Caroliny Braga é jornalista, comunicadora participativa, mestra em Comunicação, pesquisadora em mídias e práticas socioculturais. Dedicada ao estudo de meios e processos comunicacionais, dá cabimento à coisa de escutar mais do que ouvir e ao risco e à delícia que é contar histórias
Nossa terra tem Oliveiras. Nela, é capaz de tudo dar
Bianca Oliveira, moradora da zona rural de Jaguaribe, centro-leste cearense, tem trajetória marcada por atividades inovadoras e personalizadas, acesso coletivo à tecnologia e a outras oportunidades e pelo empreendedorismo feminino transversal à política pública
Oliveiras sempre me tocaram profundamente. Por suas folhas que persistem, por sua fertilidade graúda, por terem poder de cura e pelo labirinto bonito que suas curvas formam. Oliveiras me chamam atenção ao ponto de me deixarem devotada a toda Oliveira que me chega. Não foi diferente com Bianca. Bianca Oliveira!
Moradora da zona rural de Jaguaribe, centro-leste cearense, Bianca saúda e tem benquerença pelas atividades rurais primárias ao mesmo passo que se veste dum contente ao dizer da chegada de grandes empresas à sua zona, ao mencionar novos olhares e investimentos a espaços que são tidos originalmente como agrícolas.
E eu notei isso nela quando, logo no início da conversa que tivemos, ela guinchou sua voz a um tom grave e caloroso e deixou mais erguido todo seu dorso. Notei isso nela quando Bianca se aprumou na cadeira e me perguntou:
- Você sabia, Carol, que tem, hoje, em Jaguaribe, e não é na sede, um pequeno polo industrial?
- Não. Não sabia.
- Pois tem! E ele fica na minha zona rural, no meu distrito! Fica na minha comunidade.
- E é?
- É. E sabe o que isso e outros investimentos trazidos por políticas públicas são capazes de fazer?
- Quê?
- São capazes de mudar o êxodo! A gente pode seguir no lugar da gente, sendo o que quiser ser, trabalhando com o que quiser trabalhar. As práticas de produção da agropecuária nos fizeram, mas nós somos e podemos pra além delas!
Foto: Bianca Oliveira
Arte feita por Bianca Oliveira, segundo ela, a imagem fala sobre seu empreendedorismo e sua persistência
Bianca tem uma irmã com mais idade do que ela. Foi morar em São Paulo, cidade mais populosa do Brasil, da América e do Hemisfério Sul. À capital paulista, primeiro foi uma tia, depois, essa irmã. Ambas filhas de Jaguaribe, da mesma zona de Bianca. Ambas personagens do êxodo rural mencionado por ela, saíram de casa a preço de permuta por novas oportunidades.

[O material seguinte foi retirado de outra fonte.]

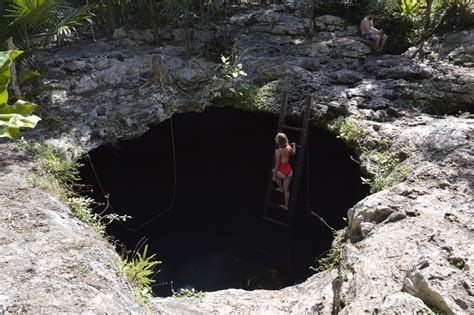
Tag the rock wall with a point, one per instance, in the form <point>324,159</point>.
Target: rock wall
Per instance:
<point>408,248</point>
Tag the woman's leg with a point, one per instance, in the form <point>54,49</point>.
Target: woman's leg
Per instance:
<point>286,191</point>
<point>276,178</point>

Mas Bianca não quis semelhante deslocamento. “Eu aplaudo a coragem e a determinação delas. Mas o meu sonho eu queria e sentia que realizaria na minha comunidade. E, além de eu me movimentar muito pra que isso acontecesse, eu comecei também a notar mudanças e incentivos chegando”.
Ela tem duas graduações, é historiadora e pedagoga. Tem pós em Gestão de Aprendizagem e Educação Cognitiva. Alcançou as três formações via Ensino à Distância (EAD) e Programa Universidade para Todos (Prouni).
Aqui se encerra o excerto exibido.